Koronanın düşündürdükleri

Diyelim ki büyük yıkım akşam saat 8’de oldu, mesela 9’da dirilmiş olacak mıyız yoksa saatin 12 olmasını falan mı bekleyeceğiz? Ya da karar vericiler, “Ooofff şöyle bir hafta 10 gün dinlenelim şunlar olmadan, sonra diriltiriz” mi diyecek? Ki normaldir böyle demeleri de.

Alper İzbul / Aksak Dünya

 Belki size garip gelecek, belki de “Aaa ben de öyle” diyeceksiniz, bilemiyorum. Ama küçükken, yani 13-14 yaşlarımdayken kıyameti düşündüğümde “Böyle bir şey olacaksa umarım ben de görürüm” diye geçirirdim içimden. Hani tek başıma öleceğime “Hadi hep beraber, hobaa” diye ölmek de daha çekici geliyor gibi. Hâlâ da bu olacaksa görmeyi isterim de daha erken sanki. Ama galiba zaten çok da zamanımız kalmadı. Yani her an “sûr” üflenebilir gibi geliyor bana.

              ***

Peki, diyelim ki oldu bu... Yani evren, galaksi, dünya falan hepsi üflenen sûrla birlikte yok oldu. İşte ondan sonra ne olacak acaba? Sonuçta kıyamet aslında ayakta durmak anlamına geliyor. Yani olacak yıkımdan çok dirilişi anlatan bir kelime. 

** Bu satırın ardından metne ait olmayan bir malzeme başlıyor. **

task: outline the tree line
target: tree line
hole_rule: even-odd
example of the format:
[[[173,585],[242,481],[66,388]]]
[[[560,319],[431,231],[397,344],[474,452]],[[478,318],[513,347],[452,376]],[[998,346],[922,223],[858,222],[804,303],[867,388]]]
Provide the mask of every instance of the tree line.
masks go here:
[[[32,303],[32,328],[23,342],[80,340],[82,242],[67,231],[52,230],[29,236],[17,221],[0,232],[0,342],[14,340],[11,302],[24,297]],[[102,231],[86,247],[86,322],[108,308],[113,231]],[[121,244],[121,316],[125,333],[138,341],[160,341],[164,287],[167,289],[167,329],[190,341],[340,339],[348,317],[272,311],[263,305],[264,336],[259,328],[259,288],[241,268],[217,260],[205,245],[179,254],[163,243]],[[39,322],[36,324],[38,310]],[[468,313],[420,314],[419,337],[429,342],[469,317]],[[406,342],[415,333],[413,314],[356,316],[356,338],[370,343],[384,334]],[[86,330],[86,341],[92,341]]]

Diyelim ki büyük yıkım akşam saat 8’de oldu, mesela 9’da dirilmiş olacak mıyız yoksa saatin 12 olmasını falan mı bekleyeceğiz? Ya da karar vericiler, “Ooofff şöyle bir hafta 10 gün dinlenelim şunlar olmadan, sonra diriltiriz” mi diyecek? Ki normaldir böyle demeleri de. Sonuçta binlerce yıldır en ilkelimizden en modernimize hepimizin derdi başka oldu ve hepsine şahit oldular, uğraşıp durdular. Biz şurada 3 kişiyle uğraşsak canımız çıkıyor, kim bilir nasıl yorgundur onlar da. Söz vermemiş olsalar hiç diriltmezler belki de. Neyse uzatmayayım, bence bir süre dinlenirler, sonra diriltirler. 

               ***

Peki, sonunda koptu kıyamet ve dirildik onların takdir ettiği bir saatte ya da günde. Tabii tarih boyunca sayısız kuşak yaşadığına göre milyarlarca insan dirilecek demektir. Düşünsene Sırat Köprüsü’nün önündeki kuyruğu. Gerçi bir kısmı muaftır sınavdan, köprüden geçişten belki diyeceğim de sonuçta bu konseptte başlangıç Âdem olarak belirlendiğine ve Âdem de peygamber olduğuna göre, kimse için Sırat’tan kaçış yok gibi görünüyor. 

Sanırım Âdem ilk “kandırılan” aynı zamanda. Kandırıldığı için de cennetten dünyaya sürülen. Yani Tanrı acımamış “kandırıldım” diyene, basmış anında cezayı.  Bak şimdi aklıma ne biçim şeyler geldi, neyse, dönelim Sırat Köprüsü’ne. Umarım sadece tek köprü değildir, en az birkaç köprü vardır. Yoksa bitmez o geçişler... Köprünün girişi, mesai günü tam iş çıkışında ani bastıran bir kar yağışının ardından Boğaz’daki köprülere giden yolu mumla aratır valla...

Sonuç olarak gün geldiğinde ortalık karışacak demektir ama ben yine de tüm sürece tanık olma taraftarıyım. Zaten insanlık bu hızla giderse, gelişmeler böyle devam ederse çok da uzak sayılmaz gibi geliyor bana.